Integrative frameworks for next-generation peanut (Arachis hypogaea L.) improvement: from pan-genome-informed MAGIC populations to systems genetics and precision breeding
摘要
Peanut (Arachis hypogaea L.) is a globally important legume crop, the yield and quality traits are governed by complex polygenic interactions that are difficult to resolve using conventional biparental populations or natural association panels, particularly given the crop’s narrow cultivated gene pool. Multi-parent Advanced Generation Inter-Cross (MAGIC) populations have emerged as a powerful alternative, combining structured recombination with high allelic diversity to enable high-resolution dissection of complex traits. This review synthesizes recent progress and emerging directions in peanut MAGIC research, highlighting five key frontiers: pan-genome-informed founder selection; multi-environment MAGIC for genotype-by-environment (G × E) dissection; systems genetics integration of multi-omics data; introgression MAGIC to incorporate wild Arachis diversity; and AI-guided simulation for optimized population design.
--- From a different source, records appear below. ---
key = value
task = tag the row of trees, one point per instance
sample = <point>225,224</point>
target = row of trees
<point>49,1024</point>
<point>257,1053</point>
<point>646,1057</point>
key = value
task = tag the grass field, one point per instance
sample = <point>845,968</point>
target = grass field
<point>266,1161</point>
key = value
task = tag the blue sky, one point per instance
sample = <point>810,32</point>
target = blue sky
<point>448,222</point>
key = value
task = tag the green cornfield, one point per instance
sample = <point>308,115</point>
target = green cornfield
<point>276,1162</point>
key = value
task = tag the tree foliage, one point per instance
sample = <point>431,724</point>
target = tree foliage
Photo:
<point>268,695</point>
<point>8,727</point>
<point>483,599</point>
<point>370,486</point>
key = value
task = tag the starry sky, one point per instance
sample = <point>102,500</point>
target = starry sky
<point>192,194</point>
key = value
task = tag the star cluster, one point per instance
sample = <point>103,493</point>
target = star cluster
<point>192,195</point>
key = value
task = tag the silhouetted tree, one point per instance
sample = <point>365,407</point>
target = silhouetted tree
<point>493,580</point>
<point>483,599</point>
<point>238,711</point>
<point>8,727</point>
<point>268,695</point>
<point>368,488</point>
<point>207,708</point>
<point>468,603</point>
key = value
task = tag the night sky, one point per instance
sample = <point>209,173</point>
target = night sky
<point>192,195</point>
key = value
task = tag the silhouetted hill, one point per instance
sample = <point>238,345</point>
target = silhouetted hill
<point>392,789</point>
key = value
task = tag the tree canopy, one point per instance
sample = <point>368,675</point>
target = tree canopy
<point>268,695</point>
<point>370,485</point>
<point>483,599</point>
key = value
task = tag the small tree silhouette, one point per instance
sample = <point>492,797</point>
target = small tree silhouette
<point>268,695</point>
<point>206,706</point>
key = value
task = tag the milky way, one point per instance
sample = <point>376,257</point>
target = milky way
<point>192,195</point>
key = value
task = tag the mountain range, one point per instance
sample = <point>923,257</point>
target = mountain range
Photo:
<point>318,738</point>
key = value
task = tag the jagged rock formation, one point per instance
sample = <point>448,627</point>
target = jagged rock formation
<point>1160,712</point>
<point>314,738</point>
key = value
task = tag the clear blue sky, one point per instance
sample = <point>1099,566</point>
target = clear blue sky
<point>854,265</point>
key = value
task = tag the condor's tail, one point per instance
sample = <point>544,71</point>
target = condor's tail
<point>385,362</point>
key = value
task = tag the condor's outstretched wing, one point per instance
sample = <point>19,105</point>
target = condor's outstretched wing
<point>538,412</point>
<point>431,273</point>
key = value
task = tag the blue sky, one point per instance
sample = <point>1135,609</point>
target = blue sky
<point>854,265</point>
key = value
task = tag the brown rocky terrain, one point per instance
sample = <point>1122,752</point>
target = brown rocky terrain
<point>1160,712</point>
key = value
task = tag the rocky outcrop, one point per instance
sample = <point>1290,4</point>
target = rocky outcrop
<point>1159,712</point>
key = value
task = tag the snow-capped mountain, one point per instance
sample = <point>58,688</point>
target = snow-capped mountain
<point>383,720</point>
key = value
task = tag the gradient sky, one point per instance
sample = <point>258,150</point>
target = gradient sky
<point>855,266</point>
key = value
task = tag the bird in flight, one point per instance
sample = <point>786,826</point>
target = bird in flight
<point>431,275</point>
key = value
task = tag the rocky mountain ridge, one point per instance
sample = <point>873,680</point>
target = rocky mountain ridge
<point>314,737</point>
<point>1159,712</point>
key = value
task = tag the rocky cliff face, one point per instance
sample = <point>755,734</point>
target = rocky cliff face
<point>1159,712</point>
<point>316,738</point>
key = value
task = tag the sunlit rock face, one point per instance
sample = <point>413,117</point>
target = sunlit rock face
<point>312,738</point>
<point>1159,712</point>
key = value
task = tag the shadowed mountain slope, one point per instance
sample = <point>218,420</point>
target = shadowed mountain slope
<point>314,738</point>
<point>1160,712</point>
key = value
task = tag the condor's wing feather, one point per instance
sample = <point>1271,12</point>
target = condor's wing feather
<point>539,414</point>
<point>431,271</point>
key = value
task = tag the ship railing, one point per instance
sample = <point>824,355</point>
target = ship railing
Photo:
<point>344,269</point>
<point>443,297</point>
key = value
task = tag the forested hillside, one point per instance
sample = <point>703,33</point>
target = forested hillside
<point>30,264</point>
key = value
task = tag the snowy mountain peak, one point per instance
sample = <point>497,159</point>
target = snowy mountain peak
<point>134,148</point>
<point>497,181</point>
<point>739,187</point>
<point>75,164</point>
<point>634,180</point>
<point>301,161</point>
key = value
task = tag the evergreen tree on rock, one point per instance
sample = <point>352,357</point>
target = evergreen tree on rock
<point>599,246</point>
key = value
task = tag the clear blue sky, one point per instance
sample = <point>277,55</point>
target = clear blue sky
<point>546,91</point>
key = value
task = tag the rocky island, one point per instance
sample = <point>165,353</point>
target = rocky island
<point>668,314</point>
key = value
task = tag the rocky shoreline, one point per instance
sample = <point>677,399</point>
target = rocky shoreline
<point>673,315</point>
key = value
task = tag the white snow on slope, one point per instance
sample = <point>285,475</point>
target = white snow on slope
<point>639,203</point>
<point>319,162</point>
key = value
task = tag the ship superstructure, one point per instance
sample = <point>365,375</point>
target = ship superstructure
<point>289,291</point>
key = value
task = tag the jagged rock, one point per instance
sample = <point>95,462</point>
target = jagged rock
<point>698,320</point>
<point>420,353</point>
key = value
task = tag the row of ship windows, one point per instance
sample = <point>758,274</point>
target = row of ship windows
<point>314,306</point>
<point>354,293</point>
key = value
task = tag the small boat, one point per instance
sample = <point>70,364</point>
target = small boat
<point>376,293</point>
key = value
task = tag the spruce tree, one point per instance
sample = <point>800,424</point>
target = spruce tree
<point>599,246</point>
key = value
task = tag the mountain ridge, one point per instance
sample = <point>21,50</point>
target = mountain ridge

By integrating genomics, multi-omics phenotyping, and artificial intelligence, MAGIC populations provide a high-resolution platform for precision breeding and the development of climate-resilient, high-yielding, and nutritionally enhanced peanut cultivars. Beyond trait discovery, this integration enables a shift from descriptive genetic mapping toward predictive and systems-level breeding, in which allelic effects can be evaluated across environments, genetic backgrounds, and management scenarios. Future progress will therefore depend on translating MAGIC-derived insights into subgenome-aware selection strategies, environment-informed genomic prediction models, and shared breeding resources that support sustainable and coordinated peanut improvement under increasing climatic and production constraints.